The Born shoe company has an established reputation for making comfortable shoes. Their vaguely Scandinavian sounding name has lent their unique aesthetic a Euro-hip vibe.

I owned a pair of Born shoes many years ago and have fond memories of them.

They were comfortable without looking like “comfort” shoes. Because of this, I was excited to pick up a pair of Born Wharf flip flops. The image online looked…unique, but I thought that they might have potential.

My optimism was shattered when they arrived. Online, they looked quirky-odd but with potential to be uniquely stylish. In person, they looked prehistoric – literally. The tag attached to the flip flops boasted,

Born hand crafted footwear is inspired by rich artisan detailing and Old World shoe making.
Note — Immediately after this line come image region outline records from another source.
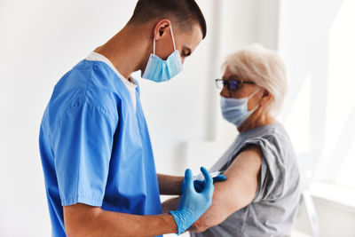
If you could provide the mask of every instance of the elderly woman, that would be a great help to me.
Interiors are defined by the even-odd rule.
[[[190,227],[192,236],[288,236],[299,201],[299,171],[285,128],[276,121],[287,90],[285,67],[259,45],[224,64],[223,117],[239,135],[210,171],[225,170],[215,184],[211,207]],[[163,203],[164,210],[177,200]]]

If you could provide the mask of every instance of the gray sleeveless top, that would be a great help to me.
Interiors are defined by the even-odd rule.
[[[289,236],[300,199],[299,170],[291,141],[280,123],[239,134],[210,171],[225,170],[248,145],[257,146],[263,154],[254,200],[218,225],[191,236]]]

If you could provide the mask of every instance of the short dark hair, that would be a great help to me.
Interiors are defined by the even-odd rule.
[[[192,22],[200,25],[206,36],[206,20],[194,0],[138,0],[129,24],[142,24],[153,20],[170,19],[182,29],[191,29]]]

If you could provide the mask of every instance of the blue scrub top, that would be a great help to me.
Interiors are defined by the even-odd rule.
[[[162,214],[139,87],[135,107],[105,62],[84,59],[59,81],[43,117],[39,146],[52,236],[66,236],[62,206],[77,202]]]

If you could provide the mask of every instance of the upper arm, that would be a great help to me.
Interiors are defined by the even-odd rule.
[[[83,103],[67,110],[52,134],[54,164],[63,206],[101,206],[114,133],[113,119]]]
[[[215,184],[212,205],[193,226],[201,232],[217,225],[238,209],[248,205],[254,199],[262,163],[258,146],[249,146],[224,173],[227,179]]]
[[[85,204],[64,206],[64,225],[67,236],[88,236],[99,216],[101,209]]]

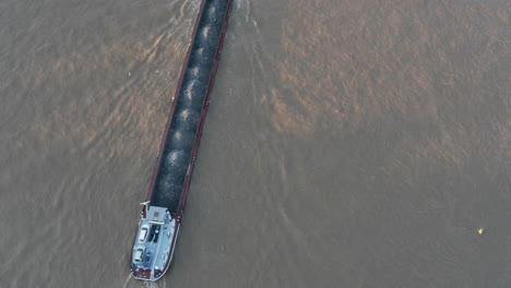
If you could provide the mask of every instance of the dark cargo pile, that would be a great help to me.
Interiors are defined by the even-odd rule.
[[[171,213],[179,208],[227,4],[223,0],[204,4],[159,158],[151,205],[167,207]]]

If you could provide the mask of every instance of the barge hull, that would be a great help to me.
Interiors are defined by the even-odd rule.
[[[134,278],[155,281],[170,265],[233,1],[201,2],[142,203],[131,254]]]

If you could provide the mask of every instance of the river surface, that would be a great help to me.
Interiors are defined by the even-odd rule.
[[[236,0],[171,269],[130,278],[199,5],[0,0],[0,287],[511,287],[507,0]]]

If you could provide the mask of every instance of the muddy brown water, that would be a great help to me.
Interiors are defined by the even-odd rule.
[[[199,5],[0,2],[0,287],[510,287],[504,0],[237,0],[171,271],[131,279]]]

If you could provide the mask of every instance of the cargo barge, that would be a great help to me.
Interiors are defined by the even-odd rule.
[[[202,0],[167,118],[131,253],[134,278],[155,281],[166,273],[215,80],[233,0]]]

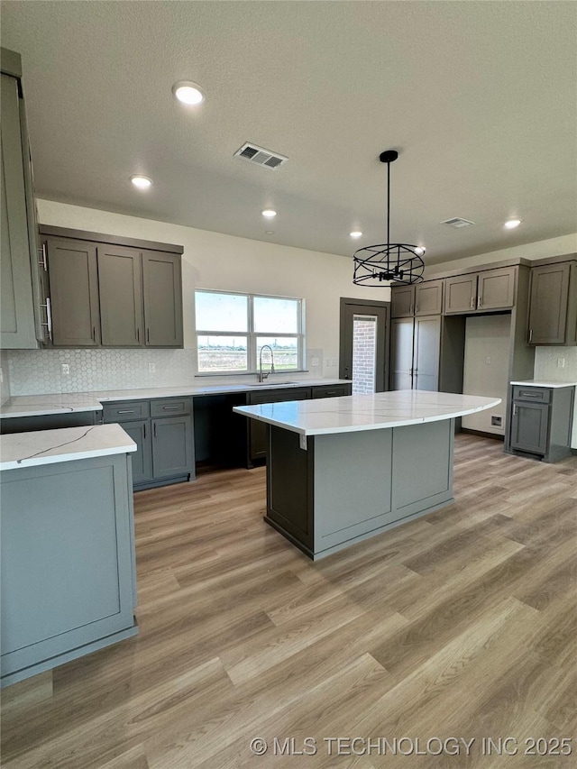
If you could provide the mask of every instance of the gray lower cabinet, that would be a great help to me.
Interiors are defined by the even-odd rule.
[[[307,400],[311,397],[310,388],[291,388],[286,389],[269,389],[259,392],[250,392],[248,405],[257,406],[260,403],[280,403],[283,400]],[[248,446],[249,465],[255,460],[263,460],[267,456],[269,445],[269,430],[264,422],[256,419],[248,420]]]
[[[11,74],[5,74],[5,70]],[[2,50],[2,150],[0,153],[0,343],[3,348],[38,347],[32,279],[37,271],[31,241],[32,192],[26,174],[27,136],[20,89],[20,57]]]
[[[514,385],[510,451],[545,462],[571,454],[574,388]]]
[[[152,419],[152,477],[188,475],[195,466],[192,417]]]
[[[531,270],[527,343],[577,343],[577,261]]]
[[[2,685],[138,632],[126,454],[2,473]]]
[[[135,490],[194,478],[191,398],[105,403],[104,420],[117,422],[137,445],[132,455]]]
[[[119,422],[120,426],[136,444],[136,451],[131,454],[133,462],[133,483],[139,486],[152,479],[152,437],[149,419],[135,422]]]

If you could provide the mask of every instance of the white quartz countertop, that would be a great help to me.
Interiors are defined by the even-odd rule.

They do, in fact, look handmade – handmade with stone tools actually. And I’ve got to admit that it’s hard to get more Old World than their Neanderthal inspired styling.

The gigantic and ridiculously wide strap is way too loose for the feet of any modern human and has an opposable thumbs-width gap between foot and strap. They look like they were made for and by Cavemen.

They’ve included four brass rivets on the straps for…styling? So, maybe they’re not like Old World as first thought. After all, they must have at least attained the Bronze Age to get those rivets.

Born Wharf Review
Photo credits to Nordstrom Rack

The footbed is made of a material best described as second-hand cheap motel mattress fabric. This is stretched across the lowest quality, crane vending machine game, plush toy stuffing.

The fabric is so slick that my feet slide around like a child in a onesie across an unmade bed. It is hard to think of a material more poorly suited to the task.

The slippery knitted nylon footbed and too lose Bronze Age leather strap, work together to eject me as effectively as a bucking bull. Unfortunately, in these horrible flip flops, I am both the cowboy and rodeo clown.

Turning the flip flop over it is obvious where all the development and production budget went – it’s in the sole.

The sole is a full inch thick at the heel and a half inch thick at the toe. It is constructed of a ridiculously rugged and dense rubber.

The treads are well made and stamped with tiny little ocean waves. These soles mean business and should provide solid footing but the Paleolithic construction above render the soles as useless as band-aids at the guillotine. It’s like strapping a horse-drawn buggy to a rocket and calling it a spacecraft. It’s terrible.

These are without a doubt the worst flip flops we’ve encountered so far. From their styling that prevented me from risking being seen in public in them, to their complete lack of comfort, and their ridiculously overbuilt soles.

These fail on every level – even a caveman could see that.